Inventário extrajudicial com incapazes: Novas perspectivas com a resolução 571/24 do CNJ
O inventário e a partilha são procedimentos essenciais para formalizar a transmissão de bens deixados pelo falecido (de cujus) aos seus herdeiros, cumprindo-se o que dispõe o Código Civil brasileiro (arts. 1.991 a 2.027) e o CPC (arts. 610 a 673). Apesar de a transmissão de bens ocorrer no momento da morte, o inventário é necessário para identificar e descrever os bens, realizar a partilha entre meeiro e sucessores, e assegurar a devida regularização patrimonial.1
O termo “inventário” refere-se, em sentido estrito, ao ato de listar os bens deixados pelo falecido para transmissão aos herdeiros. Em um contexto mais amplo, significa todo o processo de apuração e distribuição desses bens, incluindo o pagamento de eventuais dívidas, para que o patrimônio líquido seja partilhado entre os sucessores.2
Embora a transferência de propriedade ocorra automaticamente com a morte (conforme o art. 1.784 do Código Civil3-Princípio da Saisine-), é necessário formalizar essa transmissão por meio do inventário, que define ativos e passivos, possibilitando a quitação de débitos e a partilha entre os herdeiros. Assim, com a abertura da sucessão, os bens são transferidos de maneira unificada e indivisível, cabendo ao inventário dividir esse patrimônio entre os herdeiros.
Antes da promulgação da lei 11.441/07, que alterou o art. 982 do antigo CPC4, o inventário era realizado exclusivamente pela via judicial, sem a possibilidade de intervenção do tabelião na transmissão mortis causa. Com a entrada em vigor da lei 11.441/07, o inventário passou a poder ser realizado tanto judicialmente quanto extrajudicialmente, opção mantida pelo atual CPC. Assim, o processo de apuração e partilha do patrimônio pode ocorrer em juízo ou mediante escritura pública, desde que todos os herdeiros sejam maiores e capazes, e que o falecido não tenha deixado testamento.

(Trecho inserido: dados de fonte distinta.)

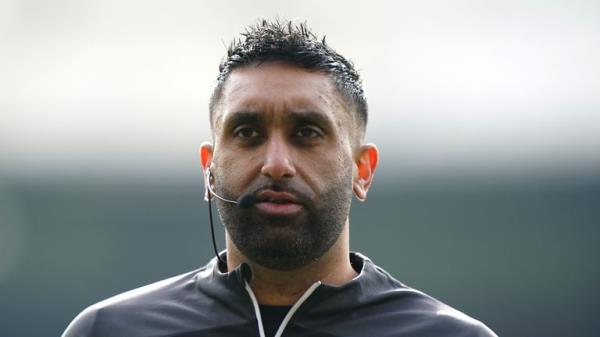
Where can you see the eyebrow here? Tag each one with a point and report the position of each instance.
(292, 117)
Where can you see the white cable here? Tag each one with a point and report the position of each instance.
(261, 330)
(295, 307)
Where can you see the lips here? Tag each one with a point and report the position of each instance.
(278, 203)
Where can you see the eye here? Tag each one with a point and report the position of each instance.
(246, 132)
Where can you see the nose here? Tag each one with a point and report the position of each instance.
(278, 163)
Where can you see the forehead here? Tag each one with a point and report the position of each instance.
(276, 88)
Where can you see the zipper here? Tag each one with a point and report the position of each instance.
(288, 316)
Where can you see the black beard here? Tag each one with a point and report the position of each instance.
(287, 243)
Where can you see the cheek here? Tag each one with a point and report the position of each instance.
(232, 170)
(329, 169)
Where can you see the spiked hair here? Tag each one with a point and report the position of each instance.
(296, 44)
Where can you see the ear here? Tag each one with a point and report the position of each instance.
(366, 162)
(206, 151)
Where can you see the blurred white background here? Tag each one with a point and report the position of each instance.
(121, 88)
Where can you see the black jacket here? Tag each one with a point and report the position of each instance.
(208, 302)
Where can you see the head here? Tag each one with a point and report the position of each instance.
(288, 116)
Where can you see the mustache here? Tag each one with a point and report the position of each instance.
(276, 186)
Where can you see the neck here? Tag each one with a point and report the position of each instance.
(277, 287)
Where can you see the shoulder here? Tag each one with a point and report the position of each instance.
(417, 313)
(128, 313)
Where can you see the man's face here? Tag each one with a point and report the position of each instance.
(283, 134)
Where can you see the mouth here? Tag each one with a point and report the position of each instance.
(278, 203)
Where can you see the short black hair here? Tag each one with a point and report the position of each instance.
(296, 44)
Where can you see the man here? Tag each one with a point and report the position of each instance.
(288, 117)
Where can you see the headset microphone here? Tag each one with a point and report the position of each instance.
(245, 201)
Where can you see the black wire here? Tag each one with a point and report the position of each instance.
(212, 229)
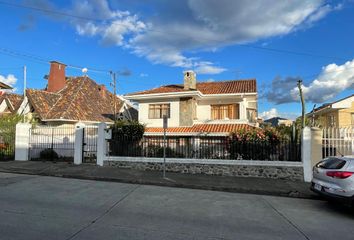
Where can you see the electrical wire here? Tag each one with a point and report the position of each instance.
(284, 51)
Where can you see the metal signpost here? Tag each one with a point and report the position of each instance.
(164, 144)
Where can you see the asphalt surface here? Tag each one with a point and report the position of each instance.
(265, 186)
(40, 207)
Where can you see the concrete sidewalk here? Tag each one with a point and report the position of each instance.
(262, 186)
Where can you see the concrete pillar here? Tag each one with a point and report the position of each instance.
(316, 145)
(79, 135)
(306, 153)
(22, 141)
(101, 144)
(311, 150)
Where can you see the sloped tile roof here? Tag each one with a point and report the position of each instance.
(81, 100)
(224, 87)
(201, 128)
(42, 101)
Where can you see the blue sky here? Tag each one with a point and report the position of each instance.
(276, 42)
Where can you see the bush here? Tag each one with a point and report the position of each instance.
(256, 144)
(48, 154)
(132, 129)
(157, 151)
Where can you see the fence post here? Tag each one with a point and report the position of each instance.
(316, 145)
(22, 141)
(79, 133)
(101, 143)
(306, 153)
(311, 150)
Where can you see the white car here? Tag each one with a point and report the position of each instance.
(333, 177)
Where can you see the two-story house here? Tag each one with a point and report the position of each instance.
(335, 114)
(195, 108)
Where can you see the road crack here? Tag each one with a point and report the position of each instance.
(286, 219)
(103, 214)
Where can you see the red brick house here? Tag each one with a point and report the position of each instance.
(68, 100)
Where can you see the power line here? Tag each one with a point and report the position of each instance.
(284, 51)
(290, 52)
(50, 11)
(34, 58)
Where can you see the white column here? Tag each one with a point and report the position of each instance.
(79, 134)
(101, 144)
(306, 153)
(22, 141)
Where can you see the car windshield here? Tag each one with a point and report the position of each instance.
(332, 163)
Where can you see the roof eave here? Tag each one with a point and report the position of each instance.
(184, 94)
(163, 95)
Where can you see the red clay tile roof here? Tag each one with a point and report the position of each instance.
(201, 128)
(81, 100)
(42, 101)
(224, 87)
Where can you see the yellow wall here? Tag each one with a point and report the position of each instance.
(345, 116)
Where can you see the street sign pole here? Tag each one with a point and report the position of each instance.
(164, 144)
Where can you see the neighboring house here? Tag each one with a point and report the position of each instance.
(10, 103)
(278, 121)
(195, 108)
(68, 100)
(336, 114)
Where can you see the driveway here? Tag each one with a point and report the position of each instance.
(38, 207)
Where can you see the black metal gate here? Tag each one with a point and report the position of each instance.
(7, 143)
(52, 143)
(89, 148)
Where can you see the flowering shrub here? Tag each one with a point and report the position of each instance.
(268, 135)
(257, 144)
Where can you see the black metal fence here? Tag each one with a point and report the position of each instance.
(7, 144)
(210, 147)
(52, 143)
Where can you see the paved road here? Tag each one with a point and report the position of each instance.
(33, 207)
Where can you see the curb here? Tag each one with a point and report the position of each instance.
(165, 183)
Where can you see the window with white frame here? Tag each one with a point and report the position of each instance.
(157, 111)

Essa legislação trouxe à atividade notarial uma nova atribuição, considerada mais ágil e segura, ao desonerar o Judiciário de casos de transmissão sem conflito entre as partes. O inventário extrajudicial, portanto, é realizado no tabelionato escolhido pelos herdeiros e apura o ativo e passivo da herança, com vistas à divisão do patrimônio líquido entre os sucessores, sendo um meio eficaz e menos custoso para a partilha.
O procedimento está regulamentado pelo CPC e pela resolução 35/07 do CNJ, além de normas complementares emitidas pelas Corregedorias Estaduais para a atividade notarial. Nesse sentido, a autorização legal para realizar inventário extrajudicial demandou ajustes nos serviços de cartórios, implementados por normas das corregedorias gerais de justiça estaduais e por órgãos federais, especialmente o CNJ. Esse tema foi regulamentado pela resolução CNJ 35, de 24/4/07, posteriormente alterada pela resolução CNJ 326, de 26/6/20. Essa normativa define os procedimentos, exigências e condições para a realização de inventários por escritura pública, além de tratar de escrituras de separação e divórcio.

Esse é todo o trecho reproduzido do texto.